Afiuni sparked the Chavez government's ire after she conditionally released banker Eligio Cedeno, who was charged with corruption. According to the organization Human Rights Watch, the U.N. Working Group on Arbitrary Detentions declared Cedeno's detention arbitrary.
Venezuelan authorities arrested Afiuni after Cedeno's release and accused her of abuse of authority, corruption and "favoring the evasion of justice," Human Rights Watch said. Chavez called her "a bandit" and said she should receive a 30-year prison sentence, according to the group. She was held in a woman's prison, where she was repeatedly insulted and threatened.
Chomsky, a MIT linguistics professor, told The Associated Press that his private communications with the Chavez government may have helped convince it to move Afiuni to house arrest.
"I felt that it was appropriate to try and make a public statement in the hope and the expectation that it could lead to a humanitarian gesture to release her," Chomsky said. "I thought that there was more that should be done."
Chomsky said he didn't believe the judge's case was part of a larger trend of repression against government critics in Venezuela. Human Rights Watch found that the Venezuelan government "systematically undermined journalistic freedom of expression" and the independence of the country's judiciary.

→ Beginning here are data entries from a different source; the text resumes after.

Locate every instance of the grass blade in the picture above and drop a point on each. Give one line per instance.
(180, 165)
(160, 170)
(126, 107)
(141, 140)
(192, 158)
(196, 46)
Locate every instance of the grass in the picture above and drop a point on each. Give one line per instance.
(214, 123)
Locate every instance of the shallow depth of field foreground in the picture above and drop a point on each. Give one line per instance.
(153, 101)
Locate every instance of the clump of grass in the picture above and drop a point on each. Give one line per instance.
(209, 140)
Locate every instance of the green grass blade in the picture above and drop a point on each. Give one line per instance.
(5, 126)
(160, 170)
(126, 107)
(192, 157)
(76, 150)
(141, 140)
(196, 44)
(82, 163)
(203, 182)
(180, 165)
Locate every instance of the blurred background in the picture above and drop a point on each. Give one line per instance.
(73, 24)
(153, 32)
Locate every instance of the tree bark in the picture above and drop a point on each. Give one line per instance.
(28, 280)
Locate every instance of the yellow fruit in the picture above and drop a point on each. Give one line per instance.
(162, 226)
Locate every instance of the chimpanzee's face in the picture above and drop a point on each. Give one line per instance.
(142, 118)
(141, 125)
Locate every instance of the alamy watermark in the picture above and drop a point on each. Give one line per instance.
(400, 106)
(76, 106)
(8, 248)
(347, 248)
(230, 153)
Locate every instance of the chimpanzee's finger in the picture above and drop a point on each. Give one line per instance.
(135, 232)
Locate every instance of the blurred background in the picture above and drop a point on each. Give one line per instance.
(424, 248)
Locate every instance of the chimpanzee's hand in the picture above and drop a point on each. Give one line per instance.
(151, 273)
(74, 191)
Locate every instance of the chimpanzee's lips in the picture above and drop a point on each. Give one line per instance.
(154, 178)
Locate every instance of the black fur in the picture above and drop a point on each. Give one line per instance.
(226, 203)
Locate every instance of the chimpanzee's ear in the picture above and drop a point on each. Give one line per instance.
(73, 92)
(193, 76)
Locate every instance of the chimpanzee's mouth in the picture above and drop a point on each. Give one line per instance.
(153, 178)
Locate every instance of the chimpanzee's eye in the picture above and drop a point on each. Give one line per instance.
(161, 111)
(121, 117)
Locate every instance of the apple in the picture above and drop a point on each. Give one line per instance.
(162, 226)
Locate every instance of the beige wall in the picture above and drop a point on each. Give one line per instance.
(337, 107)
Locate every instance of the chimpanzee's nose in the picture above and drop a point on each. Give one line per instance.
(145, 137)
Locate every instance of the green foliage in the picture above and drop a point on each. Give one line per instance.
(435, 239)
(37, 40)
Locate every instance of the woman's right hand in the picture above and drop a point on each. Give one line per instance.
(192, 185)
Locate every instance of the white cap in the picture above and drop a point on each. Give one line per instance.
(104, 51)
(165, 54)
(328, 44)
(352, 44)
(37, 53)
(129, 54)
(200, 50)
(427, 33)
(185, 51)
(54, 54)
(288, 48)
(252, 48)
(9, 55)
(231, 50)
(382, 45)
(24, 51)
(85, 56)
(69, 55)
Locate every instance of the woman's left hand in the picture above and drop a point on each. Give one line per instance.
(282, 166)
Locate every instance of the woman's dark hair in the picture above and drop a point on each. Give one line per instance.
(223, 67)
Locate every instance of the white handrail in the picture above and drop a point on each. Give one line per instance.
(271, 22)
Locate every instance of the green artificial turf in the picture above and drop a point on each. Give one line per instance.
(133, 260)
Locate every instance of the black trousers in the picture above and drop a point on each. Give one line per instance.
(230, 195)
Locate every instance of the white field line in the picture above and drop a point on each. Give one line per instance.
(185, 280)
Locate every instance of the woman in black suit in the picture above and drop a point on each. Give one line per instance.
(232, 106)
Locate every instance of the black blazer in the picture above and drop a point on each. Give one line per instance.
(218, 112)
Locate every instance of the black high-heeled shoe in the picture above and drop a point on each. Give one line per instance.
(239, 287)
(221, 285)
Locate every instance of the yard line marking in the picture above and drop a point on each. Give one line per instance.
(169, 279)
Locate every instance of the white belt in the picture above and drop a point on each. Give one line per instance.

"I don't think it's isolated," Chomsky said, referring to the Afiuni case. "But I'm not convinced there's a larger trend."
A message left on the cell phone of a Venezuelan Justice Ministry spokesman Monday afternoon was not returned.
Chavez has touted Chomsky as an inspiration, including famously recommending one of his books during a 2006 speech to the U.N. General Assembly.
Chomsky said he had met Chavez and spoken with him for "a couple of hours," just as he's met other heads of state.
"I can't think of a country where there's no illegal repression, including in the United States," Chomsky said.